De l’aveu même de Florent Menegaux, président du groupe Michelin, la décision était devenue «inéluctable». Depuis plusieurs mois, les rumeurs allaient bon train et l’inquiétude montait chez les salariés du géant mondial du pneu. Le couperet est tombé ce mardi 5 novembre. Les usines de Cholet (Maine-et-Loire) et Vannes (Morbihan) fermeront leurs portes d'ici à 2026, laissant sur le carreau 1254 salariés, abasourdis par la nouvelle. «C’est la consternation. Nous savions que la situation était grave mais nous avions quand même espoir qu’une partie de l’activité serait maintenue à Cholet. C’est un très mauvais signe pour le groupe et pour l’industrie française en général», déplore Laurent Bador délégué syndical central CFDT Michelin.

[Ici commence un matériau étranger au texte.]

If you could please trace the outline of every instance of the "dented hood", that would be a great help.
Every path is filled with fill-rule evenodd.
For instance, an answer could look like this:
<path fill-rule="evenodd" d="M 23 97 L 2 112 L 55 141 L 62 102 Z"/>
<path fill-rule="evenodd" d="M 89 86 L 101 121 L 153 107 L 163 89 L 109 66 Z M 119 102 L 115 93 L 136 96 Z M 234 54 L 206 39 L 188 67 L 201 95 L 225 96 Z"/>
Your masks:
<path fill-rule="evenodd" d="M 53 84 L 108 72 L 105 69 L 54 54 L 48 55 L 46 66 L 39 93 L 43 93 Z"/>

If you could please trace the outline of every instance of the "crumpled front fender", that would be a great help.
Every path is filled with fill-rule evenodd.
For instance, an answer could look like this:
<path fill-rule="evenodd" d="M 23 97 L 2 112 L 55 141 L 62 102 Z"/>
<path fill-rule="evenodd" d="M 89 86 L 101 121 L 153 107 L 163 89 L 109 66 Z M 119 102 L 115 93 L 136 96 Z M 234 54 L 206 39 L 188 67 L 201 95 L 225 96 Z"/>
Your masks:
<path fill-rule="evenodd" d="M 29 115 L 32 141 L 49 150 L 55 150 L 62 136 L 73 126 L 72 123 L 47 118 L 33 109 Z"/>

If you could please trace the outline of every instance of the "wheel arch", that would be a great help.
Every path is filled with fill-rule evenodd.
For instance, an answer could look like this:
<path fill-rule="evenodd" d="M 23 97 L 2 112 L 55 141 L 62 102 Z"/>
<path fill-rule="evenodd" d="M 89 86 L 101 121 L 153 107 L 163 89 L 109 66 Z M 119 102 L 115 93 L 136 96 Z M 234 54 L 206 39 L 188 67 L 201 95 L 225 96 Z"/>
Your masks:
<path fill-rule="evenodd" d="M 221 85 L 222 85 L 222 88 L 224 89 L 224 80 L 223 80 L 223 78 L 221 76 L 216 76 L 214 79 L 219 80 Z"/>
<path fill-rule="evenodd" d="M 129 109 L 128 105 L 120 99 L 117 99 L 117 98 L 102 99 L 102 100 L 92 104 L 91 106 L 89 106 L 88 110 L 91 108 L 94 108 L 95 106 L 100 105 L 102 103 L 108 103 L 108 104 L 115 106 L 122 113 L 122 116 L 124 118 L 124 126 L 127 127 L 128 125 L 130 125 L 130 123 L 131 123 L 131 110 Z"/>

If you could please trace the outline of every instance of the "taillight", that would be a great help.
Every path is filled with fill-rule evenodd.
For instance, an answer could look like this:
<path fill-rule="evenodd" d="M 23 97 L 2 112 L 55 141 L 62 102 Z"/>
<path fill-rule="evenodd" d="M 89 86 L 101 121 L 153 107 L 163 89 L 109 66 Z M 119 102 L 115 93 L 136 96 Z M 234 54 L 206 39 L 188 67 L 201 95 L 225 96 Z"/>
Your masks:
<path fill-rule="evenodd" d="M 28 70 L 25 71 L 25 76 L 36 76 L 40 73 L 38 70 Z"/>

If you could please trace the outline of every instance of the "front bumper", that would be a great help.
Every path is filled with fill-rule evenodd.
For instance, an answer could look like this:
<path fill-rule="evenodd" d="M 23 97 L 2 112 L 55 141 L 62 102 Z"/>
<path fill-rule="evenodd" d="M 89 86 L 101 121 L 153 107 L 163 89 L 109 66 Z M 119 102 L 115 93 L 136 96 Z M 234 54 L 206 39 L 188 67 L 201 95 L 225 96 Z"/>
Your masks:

Entre le fort ralentissement du marché automobile et le manque de compétitivité de l’Europe, la direction a fait des arbitrages «douloureux mais nécessaires». La grande usine de Cholet, qui emploie 955 salariés et fabrique principalement des petits pneus pour camionnettes (17 pouces et moins), n’aurait plus les moyens de lutter. Ses coûts de production seraient 40% plus élévés que sur les autres sites de Michelin, murmure-t-on dans l'entourage de Michelin. «La part des importations de pneus à bas coûts en provenance d’Asie ne cessent d’augmenter, déplore Jean-Claude Pats, directeur du personnel du groupe. Que ce soit en tourisme ou en poids lourds, ces produits ont gagné près de 10 points de parts de marché en dix ans. Par ailleurs, le coût de l’énergie aujourd’hui en Europe est plus de deux fois supérieur à celui des États-Unis. Exporter dans ces conditions relève de l’impossible».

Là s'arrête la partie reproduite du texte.